Kasper welcomed the suggestion from Williams that both partners in the dialogue look for a way to look at the issues raised by the consecration in light of the work already done by ARCIC.

At the same time, Presiding Bishop Frank T. Griswold, co-chair of ARCIC, wrote to Williams announcing his decision to resign. "Given recent events in the life of the Episcopal Church in the United States, and the strain they have caused in the relationship between the Holy See and the Anglican Communion," he said that he was resigning "in the interest of not jeopardizing the present and future work of the commission..." The resignation may make it possible to schedule a new ARCIC meeting at the end of January.

Reunion with Rome?

On his return from meetings in Rome, Brunett said in an interview with the Seattle Post-Intelligencer that the Vatican had received a startling overture from Episcopalians who refuse to recognize Robinson's consecration. "We were approached by a whole Episcopal diocese about coming into the Roman Catholic Church, as perhaps Anglican Rite Catholics," he said. He would not identify the diocese.

"I can't tell you how much anger I hear from Anglican bishops around the world," Brunett added. "It puts us on the spot. We don't have any disagreement with the Anglican Church. It is that this section of it, the Episcopal Church, has decided to separate itself from the Anglican Communion."
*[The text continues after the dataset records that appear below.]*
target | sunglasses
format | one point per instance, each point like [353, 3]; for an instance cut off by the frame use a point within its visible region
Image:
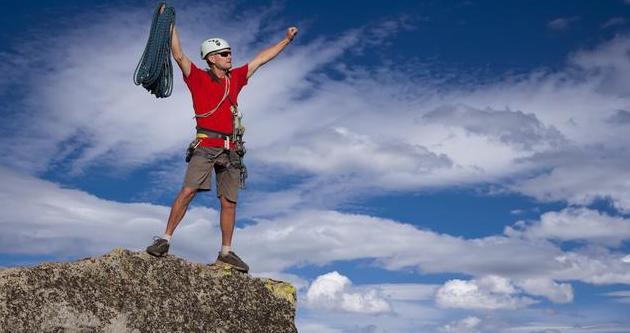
[224, 54]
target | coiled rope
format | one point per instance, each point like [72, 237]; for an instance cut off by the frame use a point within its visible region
[155, 70]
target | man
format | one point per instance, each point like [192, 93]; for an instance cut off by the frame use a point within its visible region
[215, 101]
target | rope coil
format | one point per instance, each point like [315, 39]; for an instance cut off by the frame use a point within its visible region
[155, 70]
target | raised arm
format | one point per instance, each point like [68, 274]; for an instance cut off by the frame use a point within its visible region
[179, 56]
[265, 55]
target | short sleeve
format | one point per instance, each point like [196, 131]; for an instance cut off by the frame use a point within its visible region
[239, 75]
[194, 76]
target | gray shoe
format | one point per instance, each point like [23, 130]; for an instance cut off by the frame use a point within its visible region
[233, 260]
[159, 247]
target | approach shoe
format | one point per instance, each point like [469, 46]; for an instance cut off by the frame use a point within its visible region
[159, 248]
[233, 260]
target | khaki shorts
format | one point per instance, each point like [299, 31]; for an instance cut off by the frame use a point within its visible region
[225, 164]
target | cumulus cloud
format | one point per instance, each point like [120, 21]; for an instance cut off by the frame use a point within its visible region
[42, 222]
[333, 291]
[487, 293]
[552, 290]
[532, 128]
[613, 22]
[562, 23]
[467, 325]
[576, 224]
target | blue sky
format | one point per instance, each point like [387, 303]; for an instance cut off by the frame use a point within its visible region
[415, 166]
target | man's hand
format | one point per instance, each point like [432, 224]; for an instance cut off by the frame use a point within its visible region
[291, 32]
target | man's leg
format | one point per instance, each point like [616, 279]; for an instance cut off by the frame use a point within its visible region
[227, 220]
[178, 209]
[161, 245]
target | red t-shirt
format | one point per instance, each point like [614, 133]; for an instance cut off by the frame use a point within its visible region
[206, 94]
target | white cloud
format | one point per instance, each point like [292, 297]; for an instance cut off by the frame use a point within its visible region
[622, 296]
[333, 291]
[519, 126]
[467, 325]
[562, 23]
[576, 224]
[42, 222]
[487, 293]
[613, 22]
[405, 291]
[552, 290]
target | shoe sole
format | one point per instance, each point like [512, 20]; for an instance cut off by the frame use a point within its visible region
[156, 254]
[240, 269]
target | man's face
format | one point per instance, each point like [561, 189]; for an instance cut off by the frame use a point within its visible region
[222, 59]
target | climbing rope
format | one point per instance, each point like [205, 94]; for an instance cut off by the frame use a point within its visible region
[155, 70]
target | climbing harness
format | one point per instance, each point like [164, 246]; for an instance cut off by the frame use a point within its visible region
[229, 140]
[225, 95]
[155, 70]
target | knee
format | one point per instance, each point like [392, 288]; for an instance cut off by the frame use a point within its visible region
[227, 204]
[187, 193]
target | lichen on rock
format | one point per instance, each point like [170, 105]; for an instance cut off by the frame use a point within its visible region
[125, 291]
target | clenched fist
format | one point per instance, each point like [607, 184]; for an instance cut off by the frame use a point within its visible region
[291, 32]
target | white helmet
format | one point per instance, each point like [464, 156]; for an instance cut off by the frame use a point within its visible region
[213, 45]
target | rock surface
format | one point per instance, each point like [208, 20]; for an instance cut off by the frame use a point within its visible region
[124, 291]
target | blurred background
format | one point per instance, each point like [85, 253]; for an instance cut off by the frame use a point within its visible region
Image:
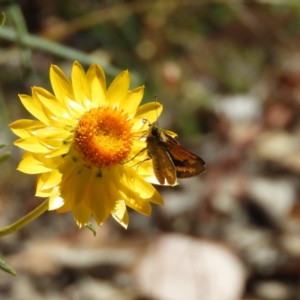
[228, 75]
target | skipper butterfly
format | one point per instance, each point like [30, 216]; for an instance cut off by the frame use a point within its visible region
[170, 161]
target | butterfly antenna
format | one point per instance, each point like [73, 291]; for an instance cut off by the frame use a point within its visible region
[155, 101]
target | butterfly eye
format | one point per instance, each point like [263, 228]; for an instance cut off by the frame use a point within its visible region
[155, 131]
American and Australian traditionalists have been in Rome discussing a possible reunion with the Roman Catholic Church, according to the Rev. David Moyer, president of Forward in Faith in North America. "The bottom line is that the Anglican Communion is being stressed to breaking point," he said, and that has led to discussion of joining the Roman Catholic Church while retaining Anglican doctrine and liturgy.

The Orthodox have also signaled a chill in ecumenical relations with Anglicans. The Russian Orthodox announced November 17 that it was suspending further cooperation with the Episcopal Church. The heads of the Oriental Orthodox Churches "postponed" a meeting with Anglicans, arguing that the dialogue "would be better served by waiting, at present, for the Anglican Communion to have time to take proper account of, and reflect upon, the consecration which has taken place. It is very much hoped by all participants that the work of the commission will be resumed at a time convenient to all."